The increased migration has resulted in long queues at the Uspenka checkpoint, on the Ukraine-Russia border near occupied Donetsk. Eyewitnesses said there were more than 200 cars queued up to enter Russia – though apparently, it’s possible to purchase a better place in line for 2,000 Russian rubles ($30). Details on this specific outflow are sparse, and at least some of the increased traffic may be a result of people returning to Russia after Christmas, which the Orthodox world celebrated Jan. 7. It remains to be seen if the situation will stabilize in the coming days.
It’s hard to know whether the Ukrainian government’s inability to tackle these problems is a symptom or cause. Either way, Kiev is increasingly unable to support its citizens. The government needs cash to pay off the foreign loans it took out in 2014-2015, valued at roughly $17 billion. (Coincidentally, that’s about the value of the country’s entire gold and foreign currency reserves, which total $17.7 billion.) The bulk of these repayments are due in the second half of 2019, just as natural gas subsidies are slashed, prices are climbing and elections are held.
Meanwhile, Kiev has increased military spending, a political necessity considering that the government has made the threat of Russian aggression a key campaign talking point. In December, Interfax reported that the government planned to increase spending on the army in 2019 by 16 percent – for a total of about $16 billion. Funding for the defense and security sectors will top 5 percent of GDP. (In 2017, only 5 countries spent a greater percentage of their GDP on the military.) Russia is a real threat to the government. But so are elections – and they go a long way to explaining why President Petro Poroshenko, who after 2014 promised to “live in a new way,” now touts the slogan, “Army, Language, Faith.”

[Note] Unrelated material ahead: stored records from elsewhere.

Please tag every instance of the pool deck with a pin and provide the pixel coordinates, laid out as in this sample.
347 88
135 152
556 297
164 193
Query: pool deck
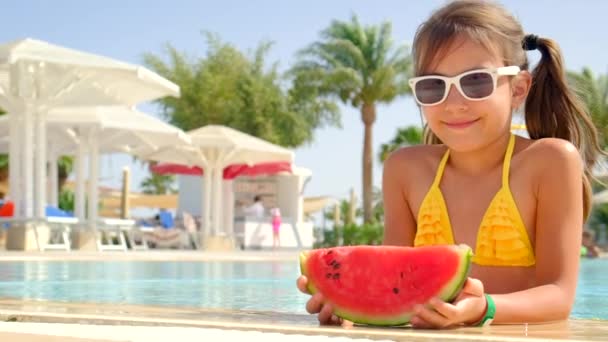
75 322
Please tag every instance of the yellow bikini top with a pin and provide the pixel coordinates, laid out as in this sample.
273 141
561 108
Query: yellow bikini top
502 239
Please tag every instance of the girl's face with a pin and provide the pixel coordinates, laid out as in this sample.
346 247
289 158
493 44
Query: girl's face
465 125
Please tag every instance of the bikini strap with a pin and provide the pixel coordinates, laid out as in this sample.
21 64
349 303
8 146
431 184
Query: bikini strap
441 167
506 165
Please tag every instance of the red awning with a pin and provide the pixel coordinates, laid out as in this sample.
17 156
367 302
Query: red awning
230 172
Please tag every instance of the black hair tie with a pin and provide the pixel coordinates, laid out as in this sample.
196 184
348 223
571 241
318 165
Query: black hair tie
530 42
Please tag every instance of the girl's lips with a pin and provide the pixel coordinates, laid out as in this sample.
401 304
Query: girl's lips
460 124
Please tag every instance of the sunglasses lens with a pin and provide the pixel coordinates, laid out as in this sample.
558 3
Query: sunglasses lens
477 85
430 90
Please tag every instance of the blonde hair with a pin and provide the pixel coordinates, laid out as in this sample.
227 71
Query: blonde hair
551 109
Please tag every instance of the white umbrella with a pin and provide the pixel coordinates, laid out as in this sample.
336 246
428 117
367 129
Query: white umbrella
35 77
213 149
74 130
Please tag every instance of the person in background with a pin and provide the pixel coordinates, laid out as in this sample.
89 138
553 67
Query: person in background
256 209
7 207
588 247
276 227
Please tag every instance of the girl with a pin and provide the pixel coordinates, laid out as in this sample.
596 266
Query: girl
276 227
519 203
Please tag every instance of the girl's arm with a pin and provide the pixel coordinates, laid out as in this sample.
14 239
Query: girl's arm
399 224
559 222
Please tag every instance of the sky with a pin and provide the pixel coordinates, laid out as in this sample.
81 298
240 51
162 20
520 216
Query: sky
125 30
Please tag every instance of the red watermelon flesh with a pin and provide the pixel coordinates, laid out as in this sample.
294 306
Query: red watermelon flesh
380 285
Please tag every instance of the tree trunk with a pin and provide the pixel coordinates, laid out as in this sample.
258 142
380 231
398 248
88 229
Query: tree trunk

What this boils down to is that Ukrainian authorities – whether pro- or anti-Russia – will need an infusion of cash in 2019. Oligarchs have money, but they’re not going to spend it on Poroshenko. (Instead, they may throw their own hats into the ring this election cycle.) The IMF remains a key option for the president. Decisions on the next tranches of the standby program will be made in May and November this year. They will hinge on Ukraine’s ability to slash its budget, reduce inflation while maintaining a flexible exchange rate, privatize state-owned businesses and increase natural gas prices. Ukrainian citizens won’t be happy with these reforms, and it won’t be easy for presidential candidates to appeal to the population while staying on good terms with the IMF. Pursuing one of these imperatives necessarily hinders the other, which puts Ukraine in the unenviable position of having to choose between choices that are all bad.